Glass-Steagall kept the banks from taking extreme risks so well that we did not have a repeat of the Great Depression, not even anything remotely close, until after the act was gutted by deregulation. Regulations can and do prevent these kinds of problems.
Bear Stearns, Lehman Brothers, AIG, Merrill Lynch and Hedge Funds weren't governed by Glass-Steagall. These were the biggest failures of risk management. These firms made up the 'shadow banking' system. This shadow banking system provided over 50% of all credit for housing, loans etc. by buying these loans and packaging them into MBS and CDO's. Their leverage ratios allowed them to buy even more long CDO's while borrowing short-term in the commercial paper and shorter-term bond market. Maybe Citi wouldn't have been affected as much but Smith Barney/Solomon would have if they hadn't merged. The significant decline of loans through the dropoff in these other firms would have really hurt the conventional Citibank/Bank of America/JP Morgan though not as dramatically. The failure of LTCM (Long-Term Capital Management) in 1998 is a prime example of derivative risk pre-Gramm-Leach-Bliley act. The default of Russian bonds caused credit spreads to widen which destroyed many firms trading on levered bond spreads. I believe this is not about regulation but the failure of an idea pioneered in the Solomon bros. trading room in the early 1980's and a growth in industry through the 90's and until this crash. "You can't get equity type returns with bond type risk by using leverage." I think Keynes says it best regarding leverage when he said "The markets can remain inefficient longer than you can remain solvent."

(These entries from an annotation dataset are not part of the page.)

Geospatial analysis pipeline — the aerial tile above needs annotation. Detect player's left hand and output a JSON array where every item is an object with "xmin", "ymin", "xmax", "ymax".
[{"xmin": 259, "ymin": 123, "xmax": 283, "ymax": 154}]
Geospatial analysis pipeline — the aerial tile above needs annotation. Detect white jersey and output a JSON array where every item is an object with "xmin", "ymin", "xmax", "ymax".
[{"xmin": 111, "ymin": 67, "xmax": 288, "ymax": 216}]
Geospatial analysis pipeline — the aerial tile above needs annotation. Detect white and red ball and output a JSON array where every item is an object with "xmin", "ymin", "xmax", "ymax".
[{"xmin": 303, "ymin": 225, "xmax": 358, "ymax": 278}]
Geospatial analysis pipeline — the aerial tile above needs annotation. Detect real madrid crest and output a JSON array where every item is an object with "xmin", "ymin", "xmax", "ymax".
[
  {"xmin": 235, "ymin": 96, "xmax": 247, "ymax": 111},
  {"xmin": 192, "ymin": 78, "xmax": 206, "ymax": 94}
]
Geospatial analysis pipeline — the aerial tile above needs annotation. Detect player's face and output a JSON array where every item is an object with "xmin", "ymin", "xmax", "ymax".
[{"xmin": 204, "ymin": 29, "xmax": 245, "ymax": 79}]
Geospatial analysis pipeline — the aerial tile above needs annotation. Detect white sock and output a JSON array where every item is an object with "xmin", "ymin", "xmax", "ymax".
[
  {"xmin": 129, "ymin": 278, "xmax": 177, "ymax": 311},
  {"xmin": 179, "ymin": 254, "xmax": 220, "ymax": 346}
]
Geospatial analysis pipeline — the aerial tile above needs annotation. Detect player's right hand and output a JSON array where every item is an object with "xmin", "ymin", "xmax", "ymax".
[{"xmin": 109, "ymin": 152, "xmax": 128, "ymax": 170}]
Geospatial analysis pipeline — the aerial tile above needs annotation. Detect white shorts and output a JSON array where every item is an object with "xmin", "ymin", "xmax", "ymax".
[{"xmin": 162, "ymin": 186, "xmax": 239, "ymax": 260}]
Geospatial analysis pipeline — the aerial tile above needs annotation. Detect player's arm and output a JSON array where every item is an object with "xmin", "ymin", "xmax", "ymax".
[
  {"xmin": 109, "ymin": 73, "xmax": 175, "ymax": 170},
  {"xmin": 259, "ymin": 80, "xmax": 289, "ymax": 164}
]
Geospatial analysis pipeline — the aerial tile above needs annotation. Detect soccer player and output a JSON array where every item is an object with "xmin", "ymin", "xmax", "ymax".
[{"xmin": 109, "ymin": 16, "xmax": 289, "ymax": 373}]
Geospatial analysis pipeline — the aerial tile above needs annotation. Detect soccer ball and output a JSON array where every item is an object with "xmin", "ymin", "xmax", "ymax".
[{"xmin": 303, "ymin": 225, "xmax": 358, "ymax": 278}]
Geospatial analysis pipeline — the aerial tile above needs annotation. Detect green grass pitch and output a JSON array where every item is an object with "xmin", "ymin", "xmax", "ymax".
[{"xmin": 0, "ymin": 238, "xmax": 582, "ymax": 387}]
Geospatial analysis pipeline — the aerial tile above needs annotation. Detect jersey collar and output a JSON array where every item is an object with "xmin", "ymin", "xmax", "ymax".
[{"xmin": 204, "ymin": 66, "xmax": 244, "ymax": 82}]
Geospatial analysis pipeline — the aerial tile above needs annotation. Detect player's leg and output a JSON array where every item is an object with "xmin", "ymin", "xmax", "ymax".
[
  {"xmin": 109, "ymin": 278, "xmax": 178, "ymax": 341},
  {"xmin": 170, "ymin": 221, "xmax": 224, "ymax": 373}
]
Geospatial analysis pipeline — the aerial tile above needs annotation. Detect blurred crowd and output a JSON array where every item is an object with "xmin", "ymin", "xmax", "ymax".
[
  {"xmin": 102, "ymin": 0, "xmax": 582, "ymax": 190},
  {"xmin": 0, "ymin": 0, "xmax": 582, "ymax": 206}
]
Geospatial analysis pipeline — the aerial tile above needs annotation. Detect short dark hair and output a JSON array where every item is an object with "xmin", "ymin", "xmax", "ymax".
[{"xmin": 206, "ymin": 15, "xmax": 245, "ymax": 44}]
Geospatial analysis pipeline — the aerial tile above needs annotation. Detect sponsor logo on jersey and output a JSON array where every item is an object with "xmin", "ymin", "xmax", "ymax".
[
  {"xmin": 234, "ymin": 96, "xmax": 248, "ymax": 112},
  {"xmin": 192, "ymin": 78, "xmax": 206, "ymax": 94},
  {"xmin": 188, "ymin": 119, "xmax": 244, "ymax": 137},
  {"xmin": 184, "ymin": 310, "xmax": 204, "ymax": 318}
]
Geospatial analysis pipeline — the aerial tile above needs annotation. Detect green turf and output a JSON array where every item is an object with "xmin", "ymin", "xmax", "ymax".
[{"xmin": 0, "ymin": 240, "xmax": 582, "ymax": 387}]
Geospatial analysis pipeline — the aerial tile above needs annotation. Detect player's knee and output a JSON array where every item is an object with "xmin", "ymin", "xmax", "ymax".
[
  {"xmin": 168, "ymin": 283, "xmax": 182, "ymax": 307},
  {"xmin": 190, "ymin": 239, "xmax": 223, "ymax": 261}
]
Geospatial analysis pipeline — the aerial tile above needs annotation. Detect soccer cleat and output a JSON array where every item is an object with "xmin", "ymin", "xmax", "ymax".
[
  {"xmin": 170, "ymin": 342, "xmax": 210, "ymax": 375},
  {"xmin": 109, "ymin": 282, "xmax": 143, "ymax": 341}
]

Then we need more modern regulations to keep them from taking the kinds of risks that got us into this bind. I guess my point is that deregulation did play a significant role in the current crisis. There was a lot of excessive risk taking going on and the deregulation allowed everyone to take the kinds of risks that previously only firms like Lehman and Stearns were. Once the dominos started falling, everyone was at risk because everyone was leveraged up the a$$ and was taking on risky ventures.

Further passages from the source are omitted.